В девятнадцатом веке писатели всегда позиционировали себя в качестве рассказчика, который, подобно средневековому трубадуру, ходил по округе, распевая саги. Автор отводил себе роль очаровательного или остроумного персонажа — или эрудита, подобно Гюго. Но поскольку автор отводил себе роль в повествовании, вы должны были читать романы того времени на двух уровнях. Вы постоянно вычленяли себя из истории, потому что выслушивали рассказчика и затем возвращались в реальность романа.

Это было просто модой, снижением литературного стиля — который должен был в угоду времени стать низким. (Некоторые пытаются возродить его, но это безвкусно.) Чтобы напомнить читателю, что некто рассказывает ему историю, автор должен ввести выбивающийся из повествования элемент, который разрушает эффект реалистичности произведения, как если бы живописец, например, прикрепил свою кисть в углу холста, чтобы напомнить зрителю об авторе. Художественная литература — атеистический мир: вы тот бог, который создает его, и в нем не должно быть никаких всезнающих личностей.
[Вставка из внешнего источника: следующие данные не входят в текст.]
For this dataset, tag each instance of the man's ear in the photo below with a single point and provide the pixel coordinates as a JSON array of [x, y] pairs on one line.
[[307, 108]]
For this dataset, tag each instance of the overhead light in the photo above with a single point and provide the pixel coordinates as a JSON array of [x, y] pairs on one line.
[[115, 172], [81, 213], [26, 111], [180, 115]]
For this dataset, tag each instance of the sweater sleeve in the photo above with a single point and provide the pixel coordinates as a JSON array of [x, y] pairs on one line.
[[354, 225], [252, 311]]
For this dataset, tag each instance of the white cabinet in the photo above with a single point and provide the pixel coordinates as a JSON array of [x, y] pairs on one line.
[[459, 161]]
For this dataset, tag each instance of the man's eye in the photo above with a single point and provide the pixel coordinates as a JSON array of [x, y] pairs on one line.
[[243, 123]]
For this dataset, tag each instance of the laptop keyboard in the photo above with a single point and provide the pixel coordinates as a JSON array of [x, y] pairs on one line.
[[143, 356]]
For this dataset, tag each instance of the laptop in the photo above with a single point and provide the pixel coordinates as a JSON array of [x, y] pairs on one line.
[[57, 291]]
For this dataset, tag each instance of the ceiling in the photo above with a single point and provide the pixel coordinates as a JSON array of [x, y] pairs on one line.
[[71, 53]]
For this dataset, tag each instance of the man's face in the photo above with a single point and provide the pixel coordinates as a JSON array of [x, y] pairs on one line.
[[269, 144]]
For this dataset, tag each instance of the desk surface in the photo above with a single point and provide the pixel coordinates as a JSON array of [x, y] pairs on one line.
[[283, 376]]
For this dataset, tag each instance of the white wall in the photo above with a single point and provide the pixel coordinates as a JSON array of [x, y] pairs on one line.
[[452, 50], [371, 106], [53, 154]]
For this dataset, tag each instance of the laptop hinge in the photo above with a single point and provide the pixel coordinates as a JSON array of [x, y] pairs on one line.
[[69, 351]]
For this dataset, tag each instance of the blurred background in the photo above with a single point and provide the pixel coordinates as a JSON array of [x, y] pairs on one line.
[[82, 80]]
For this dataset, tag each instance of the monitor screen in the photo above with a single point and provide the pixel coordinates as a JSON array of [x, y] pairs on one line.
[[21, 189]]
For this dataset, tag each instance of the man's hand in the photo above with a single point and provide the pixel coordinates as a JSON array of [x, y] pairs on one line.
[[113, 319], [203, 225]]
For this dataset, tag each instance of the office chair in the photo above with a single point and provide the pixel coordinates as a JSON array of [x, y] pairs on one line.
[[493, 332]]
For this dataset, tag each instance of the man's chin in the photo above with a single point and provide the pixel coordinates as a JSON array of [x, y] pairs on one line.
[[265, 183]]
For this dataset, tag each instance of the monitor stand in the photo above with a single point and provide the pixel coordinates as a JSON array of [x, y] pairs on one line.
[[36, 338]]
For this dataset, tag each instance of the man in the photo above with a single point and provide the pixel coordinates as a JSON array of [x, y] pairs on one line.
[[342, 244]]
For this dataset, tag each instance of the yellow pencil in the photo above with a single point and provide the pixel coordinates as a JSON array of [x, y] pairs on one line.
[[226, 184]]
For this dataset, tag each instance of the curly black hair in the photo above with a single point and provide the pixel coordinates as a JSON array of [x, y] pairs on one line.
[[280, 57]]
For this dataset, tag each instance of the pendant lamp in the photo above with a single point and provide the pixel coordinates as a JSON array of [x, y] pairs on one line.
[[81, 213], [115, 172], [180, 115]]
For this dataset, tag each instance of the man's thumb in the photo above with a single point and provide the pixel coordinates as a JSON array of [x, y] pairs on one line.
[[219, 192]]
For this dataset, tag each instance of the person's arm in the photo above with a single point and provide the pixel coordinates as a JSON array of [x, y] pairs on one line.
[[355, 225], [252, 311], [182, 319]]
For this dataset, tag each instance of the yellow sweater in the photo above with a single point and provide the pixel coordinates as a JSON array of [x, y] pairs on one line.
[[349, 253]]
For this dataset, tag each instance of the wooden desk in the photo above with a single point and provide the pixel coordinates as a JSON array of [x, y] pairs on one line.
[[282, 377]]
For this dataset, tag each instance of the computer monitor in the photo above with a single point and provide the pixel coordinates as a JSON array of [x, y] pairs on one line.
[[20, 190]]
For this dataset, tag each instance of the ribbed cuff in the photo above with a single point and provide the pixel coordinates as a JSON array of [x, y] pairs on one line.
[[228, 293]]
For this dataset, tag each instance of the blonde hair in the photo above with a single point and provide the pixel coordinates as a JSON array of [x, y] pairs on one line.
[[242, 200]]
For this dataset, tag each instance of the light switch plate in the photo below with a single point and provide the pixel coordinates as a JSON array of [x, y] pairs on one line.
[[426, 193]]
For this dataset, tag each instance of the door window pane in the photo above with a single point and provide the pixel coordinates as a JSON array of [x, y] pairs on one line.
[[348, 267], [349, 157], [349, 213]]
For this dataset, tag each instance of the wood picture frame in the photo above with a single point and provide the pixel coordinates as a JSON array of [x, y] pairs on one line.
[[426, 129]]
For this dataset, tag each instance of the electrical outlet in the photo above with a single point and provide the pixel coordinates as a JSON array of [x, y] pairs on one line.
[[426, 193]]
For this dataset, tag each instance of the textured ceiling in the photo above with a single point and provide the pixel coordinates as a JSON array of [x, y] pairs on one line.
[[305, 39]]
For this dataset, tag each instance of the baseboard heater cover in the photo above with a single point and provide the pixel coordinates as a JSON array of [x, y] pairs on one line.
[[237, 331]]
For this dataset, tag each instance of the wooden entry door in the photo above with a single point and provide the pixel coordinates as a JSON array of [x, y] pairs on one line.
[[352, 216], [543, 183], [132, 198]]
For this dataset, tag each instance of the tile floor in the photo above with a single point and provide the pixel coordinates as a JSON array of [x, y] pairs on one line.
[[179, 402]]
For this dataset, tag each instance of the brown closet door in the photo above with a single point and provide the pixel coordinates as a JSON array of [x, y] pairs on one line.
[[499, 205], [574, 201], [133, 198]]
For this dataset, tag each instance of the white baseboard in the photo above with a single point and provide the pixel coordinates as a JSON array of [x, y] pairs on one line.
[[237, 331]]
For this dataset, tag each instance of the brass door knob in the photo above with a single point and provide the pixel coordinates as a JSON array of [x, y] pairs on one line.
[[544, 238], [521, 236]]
(Если вы пишете от первого лица, то включаете рассказчика в процесс создания истории. В действительности автор становится персонажем. Достоевский часто пользовался этим приемом. Он писал роман от лица какого-нибудь человека из маленького городка, который никогда не принимал никакого участия в действии, но являлся местным хроникером — что давало ему известную степень редакторской свободы.)

Другое различие между мной и Гюго касается определенного типа повторов, которые возникают сверх необходимого, чтобы передать смятение священника, признающегося в порочной любви к девушке. Некоторые вещи произносятся снова и снова, ничего не добавляя к сказанному.

Стиль Гюго служит прежде всего для выражения чувств. Как романтик, в первую очередь, он знает, что никто не изображает чувства ради чувств, он знает, что чувства передают авторскую позицию. Он гораздо меньше меня занимается интеллектуальным значением тех чувств, которые показывает, и интеллектуальным методом их воспроизведения.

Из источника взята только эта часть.